But having a working shadowMap is one of the most trickiest problem I have found so far. In your journey across the shallow lands of depthExtraction you will find at least 4 different types of artifacts and each one of them is going to ruin your final rendering.

For each one you will encounter dozen of papers or so called shadow prophets which will sell you the undisputed truth but while implementing you will find border cases or maybe some of those techniques doesn't work with one another.

I am not here to sell you a new approach rather a complete working scenario for my special case of working in the CAO industry.

Overview

My special case is I have a highly detailed mesh with nothing in the background, and I want to be able to zoom in and actually show only a fine portion, actually one face. The light model used are parallel light rays close to a sun model. I only have one object, so a close range of available depth with little distortion effect due to perspective, with that in mind I don't have the need for cascade shadows and this example can be mapped in interior for video games.

Summary:

  • Setting up the light point of view
  • The perfect screenShot from light perspective
  • Depth testing and application on the mesh
  • Post-processing
  • Stabilization

The final pipeline looks like this:

Rendering Pipeline

If you are an expert on the subject you are in common grounds, the new aspects you might discover are a first pass to compute the bounding volume of the scene and the use of temporal filtering to improve the shadow stabilization

Setting up the light point of view

Computing the view matrix of the light is trivial, but in our case the quantity of useful information we got from the shadowMap will come from the projection matrix, our goal is to fill the shadowMap with the maximum of pixels from our rendered objects using the camera perspective.

Typically this is done by finding a way to encompass the bounding volume of the light perspective with the one from the camera. What you have to do is to compute the world position of your camera frustum and try to find a ortho projection matrix that encompass it.

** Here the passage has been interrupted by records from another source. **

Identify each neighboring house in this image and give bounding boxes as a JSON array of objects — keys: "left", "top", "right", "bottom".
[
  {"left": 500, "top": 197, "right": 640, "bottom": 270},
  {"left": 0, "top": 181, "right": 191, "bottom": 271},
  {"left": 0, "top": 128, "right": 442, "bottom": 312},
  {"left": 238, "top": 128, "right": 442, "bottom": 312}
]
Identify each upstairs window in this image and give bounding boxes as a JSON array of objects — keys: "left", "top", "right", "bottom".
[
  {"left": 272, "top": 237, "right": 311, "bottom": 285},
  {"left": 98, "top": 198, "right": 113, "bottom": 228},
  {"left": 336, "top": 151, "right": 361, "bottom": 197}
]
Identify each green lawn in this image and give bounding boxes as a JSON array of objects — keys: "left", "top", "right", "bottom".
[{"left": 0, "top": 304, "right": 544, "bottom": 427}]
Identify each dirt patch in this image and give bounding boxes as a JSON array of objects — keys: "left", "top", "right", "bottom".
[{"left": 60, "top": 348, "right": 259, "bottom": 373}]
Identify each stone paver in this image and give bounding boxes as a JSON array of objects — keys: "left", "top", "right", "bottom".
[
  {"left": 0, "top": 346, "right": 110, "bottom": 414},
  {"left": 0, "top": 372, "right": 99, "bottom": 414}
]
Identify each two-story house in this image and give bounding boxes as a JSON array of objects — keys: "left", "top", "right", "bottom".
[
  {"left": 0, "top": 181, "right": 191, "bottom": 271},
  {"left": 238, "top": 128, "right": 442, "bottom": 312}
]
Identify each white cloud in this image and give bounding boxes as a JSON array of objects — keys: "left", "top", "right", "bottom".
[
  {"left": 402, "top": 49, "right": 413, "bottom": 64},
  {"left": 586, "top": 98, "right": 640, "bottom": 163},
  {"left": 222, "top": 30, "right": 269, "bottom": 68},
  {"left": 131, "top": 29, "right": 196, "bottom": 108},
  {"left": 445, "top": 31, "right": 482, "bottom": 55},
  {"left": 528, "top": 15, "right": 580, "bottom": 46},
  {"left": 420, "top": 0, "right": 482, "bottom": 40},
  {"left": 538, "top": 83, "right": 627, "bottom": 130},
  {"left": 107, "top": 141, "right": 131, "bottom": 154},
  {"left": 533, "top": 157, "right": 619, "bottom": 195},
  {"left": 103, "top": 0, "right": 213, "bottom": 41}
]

std::vector<vec4> ndcpoints = { vec4(-1, -1, -1, 1), vec4(-1, 1, -1, 1), vec4(1, -1, -1, 1), ... };
BoundingBox worldBbox;
for (auto& ndcPoint : ndcPoints) {
   ndcPoint = toEye * ndcPoint;
   ndcPoint = ndcPoint / ndcPoint.w;
   auto currentWorld = toWorld * ndcPoint;
   worldBbox.update(currentWorld.xyz());
}

BoundingBox lightBbox = worldBbox.transform(lightViewMatrix);
auto lightProjectionMatrix = glm::ortho<float>(-lightBbox.xLength() / 2, lightBbox.xLength() / 2, -lightBbox.yLength() / 2, lightBbox.yLength() / 2, near, updatedFar);

This approach works well in open world games, when you have a high depth of field filled with useful informations, but in my case if I zoom out, my view frustum is much larger than the space occupied by my mesh and I lose lots of data.

In the end I added a first pass to compute the viewing volume, I parsed the depthbuffer of my scene on the cpu side. While parsing if one texel value is equal to the maximum depth range (value used for the initial clear) it should not be taken into account as part of the viewing volume, the resulting points will be used as the NDC limitation.

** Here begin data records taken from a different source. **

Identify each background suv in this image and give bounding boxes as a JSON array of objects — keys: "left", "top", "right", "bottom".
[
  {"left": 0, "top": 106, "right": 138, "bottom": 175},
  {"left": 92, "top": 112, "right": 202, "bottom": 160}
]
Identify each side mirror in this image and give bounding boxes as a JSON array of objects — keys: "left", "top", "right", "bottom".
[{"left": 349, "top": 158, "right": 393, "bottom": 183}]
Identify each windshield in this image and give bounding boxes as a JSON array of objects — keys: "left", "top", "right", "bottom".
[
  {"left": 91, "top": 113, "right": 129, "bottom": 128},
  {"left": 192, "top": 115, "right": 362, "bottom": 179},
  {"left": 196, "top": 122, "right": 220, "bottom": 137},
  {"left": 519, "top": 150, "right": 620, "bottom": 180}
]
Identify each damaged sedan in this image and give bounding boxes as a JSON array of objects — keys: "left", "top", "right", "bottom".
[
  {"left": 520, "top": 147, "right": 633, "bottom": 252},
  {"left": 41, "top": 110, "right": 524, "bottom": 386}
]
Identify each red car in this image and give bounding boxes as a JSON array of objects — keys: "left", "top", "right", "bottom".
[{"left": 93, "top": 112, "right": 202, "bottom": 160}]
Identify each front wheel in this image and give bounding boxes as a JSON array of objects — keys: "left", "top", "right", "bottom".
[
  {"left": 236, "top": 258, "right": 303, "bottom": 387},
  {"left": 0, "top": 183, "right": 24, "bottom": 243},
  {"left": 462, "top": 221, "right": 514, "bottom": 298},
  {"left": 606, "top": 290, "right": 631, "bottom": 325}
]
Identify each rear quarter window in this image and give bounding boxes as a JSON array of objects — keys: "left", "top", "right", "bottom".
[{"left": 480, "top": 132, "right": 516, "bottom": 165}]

for (int j = 0; j < height; j++) {
   for (int i = 0; i < width; i++) {
       auto index = (j*width + i) * NB_CHANNELS;
       if (depth[k] != 1.0f) {
           if (DepthRenderingPass::minDepth > depth[k]) {
               DepthRenderingPass::minDepth = depth[k];
           }
           // ... same for maxDepth
           if (DepthRenderingPass::leftNDCBorder > i) {
               DepthRenderingPass::leftNDCBorder = i;
           }
           // ... same for rightBorder, bottomBorder, topBorder
       }
   }
}

The whole goal of tweaking the shadowMap is to produce a texture which maximize the space taken by the pixels from the cameraPerspective. Thanks to the bounding volume, I have the perfect ortho projection matrix with a very detailed near and far plane. This way my mesh occupies the maximum space on the shadowMap, if you have some perspective distortion, for example your light is looking in the reverse direction of your camera, you may take a look at perspective shadow map, in my case the light sits on top of the camera.

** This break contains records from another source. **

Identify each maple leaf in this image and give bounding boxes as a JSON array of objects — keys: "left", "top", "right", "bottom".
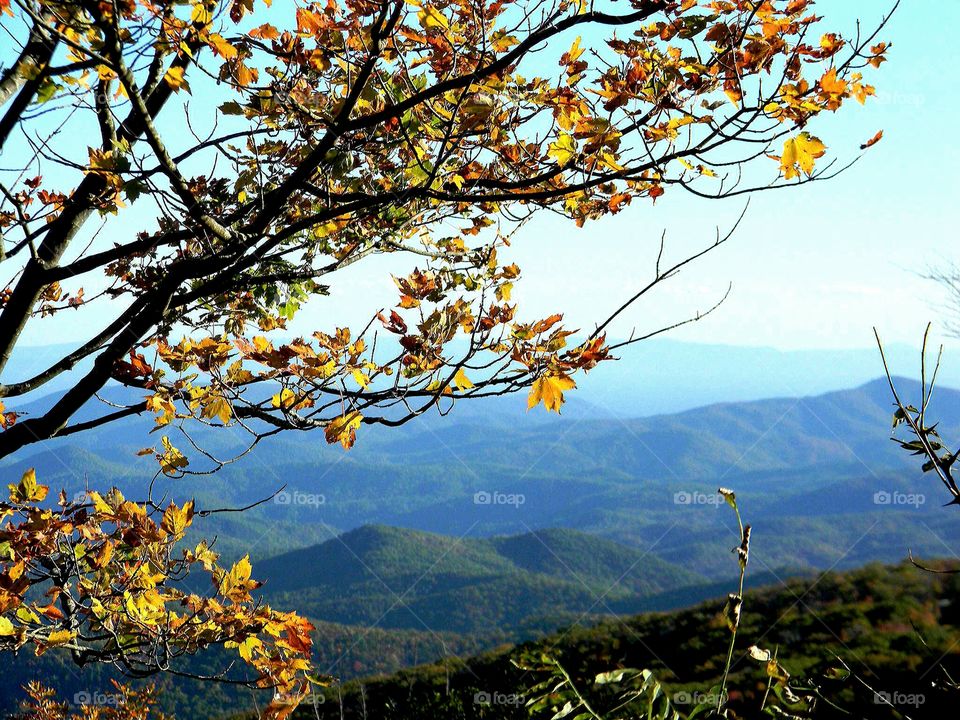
[
  {"left": 547, "top": 133, "right": 577, "bottom": 165},
  {"left": 7, "top": 468, "right": 50, "bottom": 505},
  {"left": 202, "top": 395, "right": 233, "bottom": 425},
  {"left": 163, "top": 66, "right": 190, "bottom": 92},
  {"left": 157, "top": 435, "right": 190, "bottom": 475},
  {"left": 860, "top": 130, "right": 883, "bottom": 150},
  {"left": 453, "top": 368, "right": 473, "bottom": 390},
  {"left": 417, "top": 5, "right": 450, "bottom": 30},
  {"left": 778, "top": 132, "right": 827, "bottom": 180},
  {"left": 820, "top": 68, "right": 847, "bottom": 95},
  {"left": 208, "top": 33, "right": 238, "bottom": 60},
  {"left": 527, "top": 375, "right": 577, "bottom": 414},
  {"left": 324, "top": 410, "right": 363, "bottom": 450}
]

Comparison of different projection matrices

Depth testing and application on the mesh

You can increase the resolution of the light shadowmap to increase the precision of your depth test later on. Once you reach the camera space, you will have better performance. If you reduce the size of the shadowMap here are some advantages:

  • - Post processing effects will be much stronger, resulting in a faster pass
  • - Lesser use of the gpu memory, during the stabilization phase we store a duplicate for the next frame
  • - One more blur from the linear filtering when accessing the texture for your final pass

When applying the shadow map to the mesh, you will face a wide range of artifacts, the most noticeable is shadow acnee

Shadow Acnee from microsoft

Once your understand the root cause of the problem you can call your self a shadowMap expert, this is my take on the subject. Shadow acnee can come from 2 differents source, the first one is your your attempt to map all the depth value in the [0:1] range, an infinite quantity, to a limited value stored in your depth format (typically a 24bit floating point value). This limitation can mapped different depth to the same value in your shadowMap.

Your depth value "z" will be mapped thanks to this formula:

\[ x = \dfrac{\dfrac{1}{z}-\dfrac{1}{near}}{\dfrac{1}{far}-\dfrac{1}{near}} \]

near = 1; 
far = 1000;
F(700) = 0.99957, F(701) = 0.99948 ~= 0.9995;

Two different z are mapped to 0.9995. When you will finally compute the depth test, one of them will fail (700) cause we will compare the one stored in the shadowMap 0.9995 with the actal value 0.9957 and found that the actual fragment is occluded.

The other problem comes from a shadowMap being too small for your actual camera point of view.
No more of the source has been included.